I poeti Bernardo e Torquato Tasso I Tasso nella storia della letteratura
Alla famiglia Tasso appartengono i poeti Bernardo e suo figlio Torquato, autore della Gerusalemme Liberata. Per quanto nati lontano dalla patria, documenti d’archivio attestano la loro discendenza dalla famiglia Tasso bergamasca ed essi stessi ebbero frequenti contatti con i parenti e la terra d’origine (non ci sono però testimonianze documentarie che Torquato Tasso visitò Cornello).
Bernardo Tasso
Bernardo Tasso (Venezia 1493 - Ostiglia 1569) padre di Torquato, trascorse parte della sua vita al servizio del principe Sanseverino. E’ ricordato per il poema Amadigi e Floridante e per le raccolte di Rime (encomiastiche, d’amore, pastorali e religiose).

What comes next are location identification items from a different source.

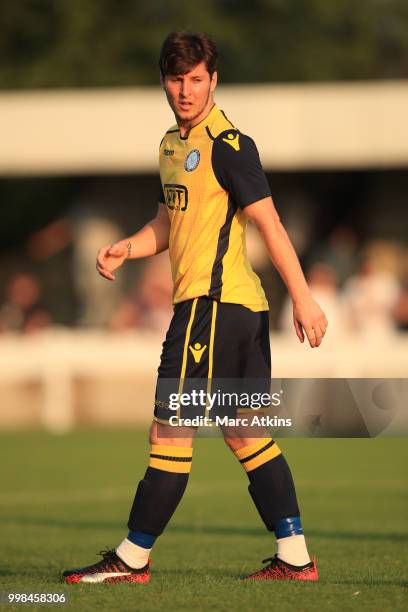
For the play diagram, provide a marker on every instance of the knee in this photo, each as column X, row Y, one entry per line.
column 236, row 443
column 164, row 435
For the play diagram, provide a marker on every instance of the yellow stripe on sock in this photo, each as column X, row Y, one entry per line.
column 247, row 451
column 165, row 465
column 171, row 451
column 271, row 453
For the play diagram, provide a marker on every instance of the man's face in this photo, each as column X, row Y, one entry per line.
column 189, row 94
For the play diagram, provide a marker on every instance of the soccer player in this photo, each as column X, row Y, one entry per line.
column 212, row 184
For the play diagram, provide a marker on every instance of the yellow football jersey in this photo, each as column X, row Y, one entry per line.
column 207, row 179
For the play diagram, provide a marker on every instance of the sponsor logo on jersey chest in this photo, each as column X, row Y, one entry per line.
column 192, row 160
column 176, row 196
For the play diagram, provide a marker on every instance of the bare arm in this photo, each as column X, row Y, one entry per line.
column 153, row 238
column 307, row 314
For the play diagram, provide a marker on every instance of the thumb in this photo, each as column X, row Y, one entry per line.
column 299, row 330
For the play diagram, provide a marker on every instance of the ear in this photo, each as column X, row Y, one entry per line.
column 214, row 80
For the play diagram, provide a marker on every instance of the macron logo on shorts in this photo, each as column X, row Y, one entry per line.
column 197, row 351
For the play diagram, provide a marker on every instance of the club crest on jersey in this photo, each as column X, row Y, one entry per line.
column 192, row 160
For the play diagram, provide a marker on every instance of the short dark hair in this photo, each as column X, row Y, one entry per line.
column 181, row 51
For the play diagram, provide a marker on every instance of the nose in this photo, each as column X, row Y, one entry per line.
column 185, row 88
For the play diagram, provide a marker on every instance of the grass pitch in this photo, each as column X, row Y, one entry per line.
column 63, row 499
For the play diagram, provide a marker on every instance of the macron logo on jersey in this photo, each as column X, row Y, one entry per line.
column 233, row 140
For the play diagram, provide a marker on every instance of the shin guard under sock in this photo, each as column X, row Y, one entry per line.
column 271, row 483
column 160, row 491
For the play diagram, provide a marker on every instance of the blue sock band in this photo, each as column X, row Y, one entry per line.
column 145, row 540
column 288, row 527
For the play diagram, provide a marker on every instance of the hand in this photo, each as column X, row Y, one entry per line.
column 110, row 258
column 308, row 316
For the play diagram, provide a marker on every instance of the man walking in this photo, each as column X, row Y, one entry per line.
column 212, row 184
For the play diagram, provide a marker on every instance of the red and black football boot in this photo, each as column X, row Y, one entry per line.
column 280, row 570
column 110, row 570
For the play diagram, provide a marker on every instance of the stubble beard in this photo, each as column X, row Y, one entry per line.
column 191, row 118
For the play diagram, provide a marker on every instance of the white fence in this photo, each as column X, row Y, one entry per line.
column 63, row 378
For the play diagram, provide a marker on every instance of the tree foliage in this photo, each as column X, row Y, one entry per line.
column 78, row 43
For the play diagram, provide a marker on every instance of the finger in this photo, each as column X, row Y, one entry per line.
column 105, row 273
column 299, row 331
column 323, row 328
column 318, row 335
column 311, row 336
column 102, row 256
column 116, row 250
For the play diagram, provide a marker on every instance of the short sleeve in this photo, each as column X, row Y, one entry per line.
column 161, row 199
column 237, row 167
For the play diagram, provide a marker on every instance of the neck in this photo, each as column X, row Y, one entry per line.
column 186, row 126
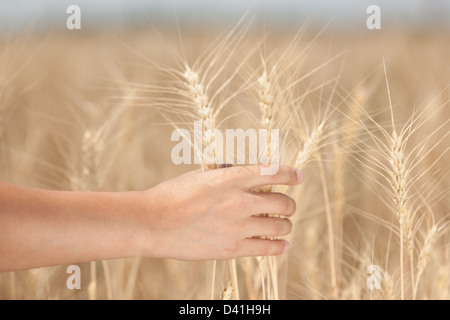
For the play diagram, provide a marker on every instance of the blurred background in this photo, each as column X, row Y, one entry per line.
column 112, row 79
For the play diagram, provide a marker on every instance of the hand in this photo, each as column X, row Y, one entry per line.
column 212, row 215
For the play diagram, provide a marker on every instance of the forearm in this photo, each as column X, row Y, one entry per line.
column 41, row 228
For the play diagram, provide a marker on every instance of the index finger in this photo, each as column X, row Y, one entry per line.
column 251, row 177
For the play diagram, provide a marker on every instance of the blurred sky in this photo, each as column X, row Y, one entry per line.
column 344, row 15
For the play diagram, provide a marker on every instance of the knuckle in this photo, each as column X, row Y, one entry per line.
column 282, row 226
column 283, row 204
column 277, row 226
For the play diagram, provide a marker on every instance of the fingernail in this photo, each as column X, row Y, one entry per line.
column 300, row 176
column 286, row 247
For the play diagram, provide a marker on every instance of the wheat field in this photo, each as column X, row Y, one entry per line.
column 365, row 116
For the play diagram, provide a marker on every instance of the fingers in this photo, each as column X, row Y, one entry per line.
column 271, row 203
column 251, row 177
column 259, row 247
column 267, row 227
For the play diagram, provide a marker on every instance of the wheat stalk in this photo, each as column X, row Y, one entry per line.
column 425, row 254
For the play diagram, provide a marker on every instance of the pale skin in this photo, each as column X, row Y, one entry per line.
column 196, row 216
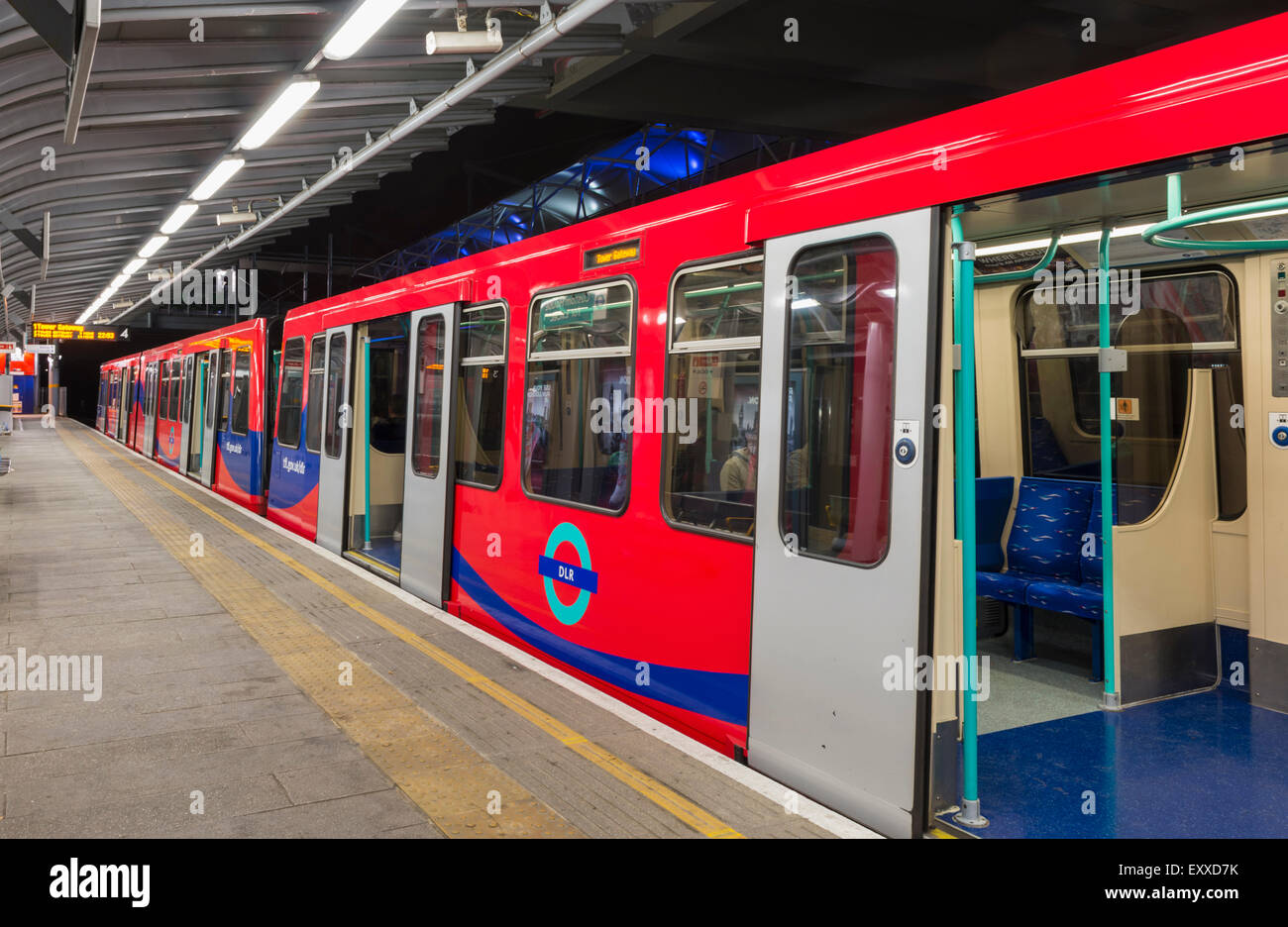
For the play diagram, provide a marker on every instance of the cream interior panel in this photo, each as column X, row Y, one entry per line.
column 1163, row 578
column 1267, row 464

Bernardo fu sempre particolarmente legato ai parenti bergamaschi, con i quali si confidava spesso a ai quali chiedeva aiuto nei momenti di difficoltà: si fidava e con loro si confida.
In occasione della morte della moglie, manifestò loro il dubbio che ne fossero responsabili i cognati e il timore che gli stessi potessero attentare anche alla vita della figlia Cornelia. Sollecitava dunque i parenti bergamaschi affinché le trovassero un marito della loro terra. Bernardo si interessò di informare i parenti bergamaschi anche riguardo alle vicende che riguardavano altri Tasso a Roma, come quando Giovanni Antonio figlio di Silvestro di Giovanni Tasso, finì in carcere con l’accusa di aver recapitato, in qualità di corriere, notizie riservate al duca d'Alba viceré di Napoli.
Torquato Tasso
Torquato Tasso (Sorrento 1544 - Roma 1595) è noto per la sua vita molto travagliata e per il livello raggiunto nella cospicua produzione letteraria. Oltre al celebre poema Gerusalemme Liberata, compose l’Aminta e la tragedia Re Torrismondo; è inoltre autore di interessanti dialoghi e di circa duemila Rime.

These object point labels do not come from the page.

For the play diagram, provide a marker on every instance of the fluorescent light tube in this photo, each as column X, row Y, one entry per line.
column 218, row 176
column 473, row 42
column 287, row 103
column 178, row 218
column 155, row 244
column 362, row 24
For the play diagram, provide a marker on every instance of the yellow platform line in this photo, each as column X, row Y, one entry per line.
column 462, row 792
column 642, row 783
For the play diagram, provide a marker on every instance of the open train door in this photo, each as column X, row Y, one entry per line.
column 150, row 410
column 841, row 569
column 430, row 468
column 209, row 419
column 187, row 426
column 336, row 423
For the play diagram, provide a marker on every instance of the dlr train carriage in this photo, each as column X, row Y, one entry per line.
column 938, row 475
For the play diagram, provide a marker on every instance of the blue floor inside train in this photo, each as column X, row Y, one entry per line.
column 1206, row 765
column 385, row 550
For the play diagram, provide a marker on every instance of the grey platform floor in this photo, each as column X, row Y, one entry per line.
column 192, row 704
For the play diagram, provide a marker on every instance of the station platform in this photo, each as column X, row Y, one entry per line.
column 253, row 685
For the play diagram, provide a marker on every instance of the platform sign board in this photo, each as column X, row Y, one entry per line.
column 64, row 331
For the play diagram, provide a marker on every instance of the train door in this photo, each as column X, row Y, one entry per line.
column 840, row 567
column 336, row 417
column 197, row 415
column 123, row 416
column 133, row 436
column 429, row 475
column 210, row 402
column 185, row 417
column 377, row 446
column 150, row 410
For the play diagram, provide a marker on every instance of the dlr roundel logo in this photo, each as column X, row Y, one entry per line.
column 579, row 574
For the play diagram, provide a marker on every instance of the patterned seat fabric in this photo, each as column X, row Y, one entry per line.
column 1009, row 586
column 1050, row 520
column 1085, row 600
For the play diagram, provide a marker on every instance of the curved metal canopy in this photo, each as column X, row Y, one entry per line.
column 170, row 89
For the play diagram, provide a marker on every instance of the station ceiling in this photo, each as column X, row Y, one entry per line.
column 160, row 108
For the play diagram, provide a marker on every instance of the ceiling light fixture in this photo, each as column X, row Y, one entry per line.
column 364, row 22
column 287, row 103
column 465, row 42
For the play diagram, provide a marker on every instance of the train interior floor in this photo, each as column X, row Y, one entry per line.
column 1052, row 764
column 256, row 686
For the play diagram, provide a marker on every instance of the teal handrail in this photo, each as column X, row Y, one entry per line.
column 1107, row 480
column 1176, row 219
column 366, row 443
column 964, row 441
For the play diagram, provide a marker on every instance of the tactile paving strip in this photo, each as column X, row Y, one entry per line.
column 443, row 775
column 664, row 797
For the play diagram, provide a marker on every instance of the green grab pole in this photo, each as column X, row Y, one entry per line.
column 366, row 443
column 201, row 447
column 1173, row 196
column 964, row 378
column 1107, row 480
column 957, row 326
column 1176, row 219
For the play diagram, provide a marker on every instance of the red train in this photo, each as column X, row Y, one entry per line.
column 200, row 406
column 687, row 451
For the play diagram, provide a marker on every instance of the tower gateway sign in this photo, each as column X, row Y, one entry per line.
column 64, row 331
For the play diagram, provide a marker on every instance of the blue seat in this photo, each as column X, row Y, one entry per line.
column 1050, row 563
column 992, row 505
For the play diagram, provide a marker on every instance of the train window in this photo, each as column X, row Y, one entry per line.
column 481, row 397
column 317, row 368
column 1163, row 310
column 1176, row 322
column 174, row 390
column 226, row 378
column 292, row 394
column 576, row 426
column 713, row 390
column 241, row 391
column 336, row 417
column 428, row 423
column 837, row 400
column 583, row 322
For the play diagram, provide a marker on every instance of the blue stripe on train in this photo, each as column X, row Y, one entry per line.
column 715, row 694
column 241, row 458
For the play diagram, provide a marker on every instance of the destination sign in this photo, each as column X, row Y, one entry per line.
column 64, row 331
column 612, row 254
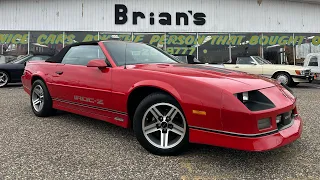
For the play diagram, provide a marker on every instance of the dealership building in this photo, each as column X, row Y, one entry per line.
column 213, row 31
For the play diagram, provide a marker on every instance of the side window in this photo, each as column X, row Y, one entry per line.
column 81, row 55
column 37, row 58
column 313, row 61
column 244, row 60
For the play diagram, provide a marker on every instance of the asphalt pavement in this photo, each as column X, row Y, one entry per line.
column 68, row 146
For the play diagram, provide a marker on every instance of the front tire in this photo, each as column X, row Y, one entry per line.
column 160, row 125
column 4, row 79
column 40, row 100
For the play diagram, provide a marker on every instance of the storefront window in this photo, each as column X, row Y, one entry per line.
column 73, row 37
column 155, row 39
column 306, row 45
column 245, row 45
column 183, row 46
column 278, row 48
column 45, row 42
column 213, row 48
column 115, row 36
column 13, row 44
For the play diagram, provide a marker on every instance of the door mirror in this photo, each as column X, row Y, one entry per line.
column 99, row 63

Torquato fu almeno un paio di volte a Bergamo, sempre dai parenti bergamaschi: una prima volta, tredicenne e una seconda volta dopo la sua liberazione dall'ospedale di Sant’Anna a Ferrara.

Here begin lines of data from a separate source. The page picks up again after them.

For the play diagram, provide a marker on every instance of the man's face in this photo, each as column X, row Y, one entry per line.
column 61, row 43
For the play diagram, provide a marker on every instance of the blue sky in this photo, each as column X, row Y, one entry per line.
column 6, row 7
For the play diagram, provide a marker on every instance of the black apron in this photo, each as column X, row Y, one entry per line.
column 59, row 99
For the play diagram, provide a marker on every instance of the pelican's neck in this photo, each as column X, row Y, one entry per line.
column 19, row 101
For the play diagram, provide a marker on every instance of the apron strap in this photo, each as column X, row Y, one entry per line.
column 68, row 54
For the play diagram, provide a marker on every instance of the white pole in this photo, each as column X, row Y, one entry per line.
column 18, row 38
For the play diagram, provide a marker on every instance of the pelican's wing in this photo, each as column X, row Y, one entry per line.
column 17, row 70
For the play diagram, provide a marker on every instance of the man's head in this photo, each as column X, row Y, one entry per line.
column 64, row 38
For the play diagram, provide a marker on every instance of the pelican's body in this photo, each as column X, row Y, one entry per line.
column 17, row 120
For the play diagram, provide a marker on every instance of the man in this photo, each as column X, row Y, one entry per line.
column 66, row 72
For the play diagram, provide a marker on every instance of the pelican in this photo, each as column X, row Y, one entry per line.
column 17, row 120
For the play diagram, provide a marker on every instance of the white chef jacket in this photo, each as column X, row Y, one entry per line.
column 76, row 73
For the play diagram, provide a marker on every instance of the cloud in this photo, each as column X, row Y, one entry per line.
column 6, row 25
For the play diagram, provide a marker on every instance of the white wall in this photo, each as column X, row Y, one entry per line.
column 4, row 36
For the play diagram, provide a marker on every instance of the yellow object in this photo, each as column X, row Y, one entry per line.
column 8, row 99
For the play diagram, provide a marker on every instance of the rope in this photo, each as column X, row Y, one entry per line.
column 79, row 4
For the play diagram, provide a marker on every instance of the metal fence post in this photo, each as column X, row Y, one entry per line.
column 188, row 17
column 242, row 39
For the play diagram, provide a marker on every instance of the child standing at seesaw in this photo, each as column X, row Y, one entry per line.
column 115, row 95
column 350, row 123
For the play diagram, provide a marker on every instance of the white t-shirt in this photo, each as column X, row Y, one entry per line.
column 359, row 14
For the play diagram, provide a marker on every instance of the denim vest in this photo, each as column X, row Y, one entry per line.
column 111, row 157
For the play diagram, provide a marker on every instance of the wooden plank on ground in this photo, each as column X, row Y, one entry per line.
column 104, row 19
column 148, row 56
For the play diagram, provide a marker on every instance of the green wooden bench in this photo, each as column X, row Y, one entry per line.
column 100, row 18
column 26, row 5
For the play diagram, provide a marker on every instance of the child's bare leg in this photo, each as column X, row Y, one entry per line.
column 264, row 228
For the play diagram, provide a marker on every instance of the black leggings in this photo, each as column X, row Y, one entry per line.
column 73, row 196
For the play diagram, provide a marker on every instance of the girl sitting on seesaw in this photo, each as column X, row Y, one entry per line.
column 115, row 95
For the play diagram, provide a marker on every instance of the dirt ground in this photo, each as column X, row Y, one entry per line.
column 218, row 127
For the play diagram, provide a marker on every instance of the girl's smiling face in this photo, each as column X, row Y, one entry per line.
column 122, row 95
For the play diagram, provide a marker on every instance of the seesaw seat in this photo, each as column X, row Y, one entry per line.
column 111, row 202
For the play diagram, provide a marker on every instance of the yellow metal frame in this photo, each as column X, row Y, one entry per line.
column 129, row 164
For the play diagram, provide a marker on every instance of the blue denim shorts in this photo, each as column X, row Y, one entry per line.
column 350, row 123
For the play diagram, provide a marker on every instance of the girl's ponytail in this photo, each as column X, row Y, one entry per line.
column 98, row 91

Non dimenticò mai Bergamo; nella lettera scritta alla signoria di Bergamo per sollecitare la sua liberazione dall'ospedale di Sant’Anna, si definisce “bergamasco non solo per origine, ma anche per affezione”. E' noto il sonetto composto da giovane che dedicò alla sua terra d’origine:
“Terra, che ‘l Serio bagna, e ‘l Brembo inonda,
che monti, e valli mostri all’una mano,
ed all’altra il tuo verde, e largo piano
or ampia, ed or sublime, ed or profonda;
perch’io cercassi pur di sponda in sponda
Nilo, Istro, Gange, o s’altro è più lontano,
o mar da terra chiuso, o l’Oceano
che d’ogni intorno lui cinge, e circonda;
riveder non potrei parte più cara,
e gradita di te, da cui mi venne
in riva al gran Tirren famoso Padre,
che fra l’arme cantò rime leggiadre,
benchè la fama tua pur si rischiara,
e si dispiega al Ciel con altre penne”.
Torquato restò sempre legato a Bergamo; lo dimostrano anche le sue lettere.
In una di queste, indirizzata al signor Paolo Grillo, egli esprime tutta la tenerezza che provava per la sua “Patria” (intesa come terra del padre), e come si sentiva portato ad onorarla e a portarle affetto: “Frattanto mi trattengo in Bergamo mia Patria, ove ho pasciuto il digiuno d’un lunghissimo desiderio di riveder gli amici, e i Parenti; né potevo in altro modo meglio conoscere quanta sia la Carità della Patria, e quanta la tenerezza del suo onore”.
E in un’altra lettera scritta a Giambattista Licino: “Io vorrei in tutti i modi esser in Bergamo per questa fiera, perché è ragionevole che dopo tanti anni goda qualche giorno della vista della Patria, e della conversazione de’ Parenti e degli amici”.